Une fenêtre de contexte plus grande ne règle-t-elle pas le problème ? +
Pas de façon fiable. Un énorme contexte rempli des mauvais fichiers ne vaut pas mieux qu'un petit : ce qui compte, c'est que les bons fichiers soient sous les yeux de l'IA, pas leur nombre. Tout y entasser peut même empirer les choses en noyant le code utile dans le bruit. Une carte ciblée l'emporte sur la taille brute.
Qu'est-ce qu'une carte du code et en quoi aide-t-elle ? +
Une carte du code (ou knowledge graph de code) est un résumé compact de la structure de votre projet : quels fichiers et fonctions existent et comment ils se relient. Avec cette carte, l'IA trouve le bon endroit au lieu de deviner, ce qui réduit nettement les modifications de mauvais fichiers et les références inventées. Des outils comme le repo map d'Aider et graphify la construisent pour vous.
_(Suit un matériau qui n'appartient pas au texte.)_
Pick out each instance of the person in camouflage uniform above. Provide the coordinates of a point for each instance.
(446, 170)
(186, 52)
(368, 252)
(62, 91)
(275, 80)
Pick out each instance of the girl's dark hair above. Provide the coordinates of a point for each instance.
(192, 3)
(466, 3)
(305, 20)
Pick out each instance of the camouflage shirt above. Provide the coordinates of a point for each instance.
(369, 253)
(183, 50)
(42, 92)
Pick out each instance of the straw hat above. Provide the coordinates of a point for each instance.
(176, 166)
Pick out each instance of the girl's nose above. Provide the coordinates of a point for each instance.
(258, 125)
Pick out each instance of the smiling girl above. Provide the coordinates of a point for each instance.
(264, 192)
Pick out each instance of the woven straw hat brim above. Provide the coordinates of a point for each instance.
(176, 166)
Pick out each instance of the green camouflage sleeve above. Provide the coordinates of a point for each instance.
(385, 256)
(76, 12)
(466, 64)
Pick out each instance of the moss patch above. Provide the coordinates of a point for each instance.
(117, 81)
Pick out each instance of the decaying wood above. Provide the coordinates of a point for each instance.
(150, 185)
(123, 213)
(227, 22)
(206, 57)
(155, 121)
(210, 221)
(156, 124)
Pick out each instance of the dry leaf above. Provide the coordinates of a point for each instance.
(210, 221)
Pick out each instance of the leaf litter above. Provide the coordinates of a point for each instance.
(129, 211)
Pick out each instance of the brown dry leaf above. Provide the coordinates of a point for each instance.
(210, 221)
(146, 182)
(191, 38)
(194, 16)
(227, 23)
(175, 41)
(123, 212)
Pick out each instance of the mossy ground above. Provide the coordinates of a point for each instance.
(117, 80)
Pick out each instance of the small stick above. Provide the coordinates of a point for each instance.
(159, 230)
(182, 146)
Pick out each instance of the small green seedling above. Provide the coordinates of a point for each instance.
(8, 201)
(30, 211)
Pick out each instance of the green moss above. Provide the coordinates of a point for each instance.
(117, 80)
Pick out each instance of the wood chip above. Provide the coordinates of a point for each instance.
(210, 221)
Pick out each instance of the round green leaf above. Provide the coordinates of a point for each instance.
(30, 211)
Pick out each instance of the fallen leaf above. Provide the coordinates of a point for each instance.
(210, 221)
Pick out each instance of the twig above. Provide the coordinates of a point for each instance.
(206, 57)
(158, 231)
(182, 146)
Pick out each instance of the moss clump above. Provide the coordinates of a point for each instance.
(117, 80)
Pourquoi l'IA invente-t-elle parfois des fichiers qui n'existent pas ? +
C'est une hallucination : quand l'IA ne connaît pas vraiment votre organisation, elle prédit un nom de fichier qui paraît probable d'après ce qu'elle a déjà vu, et se trompe. Cela arrive plus souvent sur des bases de code volumineuses ou inhabituelles. Lui donner une vraie carte de votre projet supprime ces approximations.